Have any Ex JWs married person of another faith?

by Stacey 8 Replies latest jw friends

  • Stacey
    Stacey

    I'm just curious to see how this has worked out for people. Has anyone married a Christian? Catholic? Buddhist? Any other religion?

    My situation is that I was born & raised a JW, left at age 17. I did the Christian route for about 5 years, and got turned off by that. I'm now 31 and have not been involved in any church of any sort for 4+ years. I am not against religion these days (I was for awhile). I still believe in a Creator, I'm just really not up for guessing what that Creator wants from us. That's a whole seperate story.

    At this point in my life I have met a man who I want to spend my life with. He was born & raised Catholic. He's not "die-hard" into his religion, but he attends Mass a couple of Sundays a month. I go with him every once in awhile. I've told him that I dont think I'll ever join his religion in heart. He wants to be married in his church. And I'm considering it, because religion is really not that big of a deal to me anymore. I can go without it, but I also think there's nothing wrong with attending every once in awhile. And honestly, I'd be ok with my kids learning it. They will always know from me, that there are other options and that they will be able to choose. He's aware of my views.

    Anyways, I'm mostly just seeing if there is anyone else out there who has my similar beliefs and is with a person that is a part of a religion.

    Thanks!

  • jschwehm
    jschwehm

    Hi Stacey:

    I do not think you actually have to join the Catholic Church in order to be married in it. I would talk to his priest about that. However, you can go through the Rite of Christian Initiation (RCIA) program which is a class that teaches you about the Catholic faith. That is the normal way someone joins the Catholic Church. I know some have taken the (RCIA) classes without actually joining so as to learn more about the faith and then they have gotten married in the Church. There are a variety of options opened to you. I sent you a private message with more info.

    Jeff Schwehm

  • Phil
    Phil

    Most of my siblings were married to Protestants. When they got married in the Catholic Church it was in a separate part of the church building. The Protestant has to swear to bring up the children as Catholics. Aside from that there is no problem. If you never go to church after you are married I doubt if you will ever see a priest. Perhaps in a small town. Maybe. I was brought up a Catholic and married a Protestant. I have had no problem with either the Protestants or the Catholics. Generally, the church goers as well as the Priests and Ministers are nice pleasant people. My advice, don't let that stop you. There are certainly a lot of other things to worry about that are more important.

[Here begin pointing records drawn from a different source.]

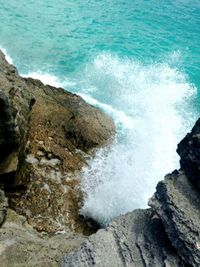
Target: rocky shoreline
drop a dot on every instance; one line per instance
(46, 136)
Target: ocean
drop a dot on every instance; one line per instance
(139, 61)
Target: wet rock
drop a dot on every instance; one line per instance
(53, 131)
(22, 246)
(3, 207)
(189, 151)
(135, 239)
(177, 202)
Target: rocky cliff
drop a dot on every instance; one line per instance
(167, 234)
(46, 135)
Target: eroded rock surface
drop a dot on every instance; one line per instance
(135, 239)
(46, 134)
(23, 246)
(189, 151)
(177, 202)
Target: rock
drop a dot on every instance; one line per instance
(135, 239)
(177, 203)
(189, 151)
(22, 246)
(3, 207)
(47, 134)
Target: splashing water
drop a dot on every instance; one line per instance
(148, 104)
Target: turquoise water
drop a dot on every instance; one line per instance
(139, 61)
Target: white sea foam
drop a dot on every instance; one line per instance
(7, 56)
(152, 101)
(150, 106)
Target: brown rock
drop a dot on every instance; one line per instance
(53, 132)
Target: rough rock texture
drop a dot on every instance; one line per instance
(46, 134)
(177, 202)
(168, 234)
(135, 239)
(22, 246)
(3, 207)
(189, 151)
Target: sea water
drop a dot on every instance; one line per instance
(139, 61)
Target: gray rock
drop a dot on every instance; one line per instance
(3, 207)
(189, 151)
(177, 202)
(135, 239)
(22, 246)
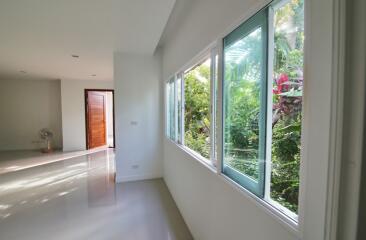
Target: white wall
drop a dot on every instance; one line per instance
(139, 116)
(212, 208)
(73, 111)
(26, 107)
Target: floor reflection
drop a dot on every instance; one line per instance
(31, 187)
(77, 199)
(101, 186)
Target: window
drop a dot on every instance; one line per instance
(191, 107)
(170, 109)
(197, 108)
(245, 108)
(262, 79)
(262, 103)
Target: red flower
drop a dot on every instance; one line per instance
(283, 78)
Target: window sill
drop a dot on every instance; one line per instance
(272, 208)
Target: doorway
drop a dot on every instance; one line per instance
(99, 118)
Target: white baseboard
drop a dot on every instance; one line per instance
(120, 179)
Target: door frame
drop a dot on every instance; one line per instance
(86, 115)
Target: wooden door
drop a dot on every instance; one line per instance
(96, 122)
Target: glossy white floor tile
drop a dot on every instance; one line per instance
(76, 198)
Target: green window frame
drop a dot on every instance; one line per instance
(255, 185)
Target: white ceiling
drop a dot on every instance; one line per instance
(39, 36)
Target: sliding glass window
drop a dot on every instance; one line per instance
(262, 103)
(245, 98)
(197, 103)
(171, 109)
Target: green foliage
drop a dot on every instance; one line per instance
(243, 104)
(197, 107)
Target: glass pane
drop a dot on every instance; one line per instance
(287, 103)
(168, 113)
(245, 104)
(172, 110)
(179, 107)
(197, 108)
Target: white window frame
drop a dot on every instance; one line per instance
(333, 52)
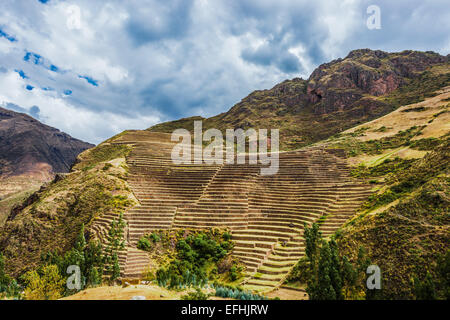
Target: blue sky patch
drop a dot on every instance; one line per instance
(8, 37)
(89, 80)
(33, 57)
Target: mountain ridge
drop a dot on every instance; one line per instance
(338, 95)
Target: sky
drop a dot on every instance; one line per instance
(94, 68)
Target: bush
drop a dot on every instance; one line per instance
(196, 295)
(144, 244)
(47, 284)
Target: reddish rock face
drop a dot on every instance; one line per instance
(339, 84)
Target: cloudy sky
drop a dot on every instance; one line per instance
(95, 68)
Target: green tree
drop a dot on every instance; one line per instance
(425, 290)
(4, 278)
(321, 287)
(48, 284)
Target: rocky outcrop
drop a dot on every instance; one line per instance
(29, 147)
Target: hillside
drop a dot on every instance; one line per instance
(404, 225)
(338, 95)
(30, 154)
(377, 127)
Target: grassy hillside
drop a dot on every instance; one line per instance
(338, 95)
(404, 226)
(410, 234)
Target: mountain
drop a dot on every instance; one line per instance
(30, 154)
(338, 95)
(29, 147)
(375, 174)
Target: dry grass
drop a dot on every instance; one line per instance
(150, 292)
(399, 120)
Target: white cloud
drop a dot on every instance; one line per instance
(158, 60)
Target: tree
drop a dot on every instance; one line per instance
(320, 287)
(425, 290)
(313, 237)
(335, 270)
(4, 278)
(45, 285)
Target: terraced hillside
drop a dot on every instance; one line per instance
(264, 213)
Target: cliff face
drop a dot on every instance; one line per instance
(32, 148)
(337, 85)
(338, 95)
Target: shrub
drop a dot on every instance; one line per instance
(144, 244)
(196, 295)
(45, 285)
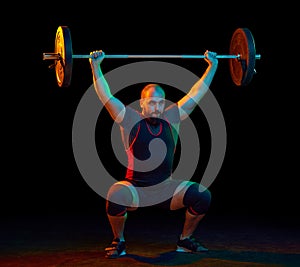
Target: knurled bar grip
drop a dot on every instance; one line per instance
(56, 56)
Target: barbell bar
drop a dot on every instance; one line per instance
(242, 56)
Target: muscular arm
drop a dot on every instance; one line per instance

    As you said, it is difficult to know what God really wants. I concur.

    The biggest mistake you can make is to marry a JW.

  • Phil
    Phil

    Slight correction. There is only one divorce in my family. That was my only brother and he married a Catholic in the Catholic church. He remarried in the Protestant church with his second wife.

  • rekless
    rekless

    YES, a Lutherian

  • Hamas
    Hamas

    No, but the pull of my lady brings that day ever closer, man.

  • berylblue
    berylblue

    PM about her, Hamas. I would love to hear this. You do realize she has to pass my inspection, of course.

  • Athanasius
    Athanasius

    Haven't remarried yet, but have dated women of other faiths.

  • kyria
    kyria

    The man I married used to be in a cult as well! It was called "The Process" and they did a lot of psychic stuff like remote viewing and mind reading. I think they were a lot bigger in England than in the States (an industrial group called Skinny Puppy has a whole album devoted to them), but he was involved in them in Chicago in the 1970's. They preyed on him when he was a shy and skinny 18 year old.

    We actually had a couple of heated arguments over it, I think because I desperately wanted him to admit that the cult had taken advantage of him, but all he would say is that he thought it had been good for him at that time, but it no longer was. I've since lightened up a bit (I was more in my JW "anger" stage at that point), but I don't think he's fully come to terms with the fact that he was taken advantage of by a cult.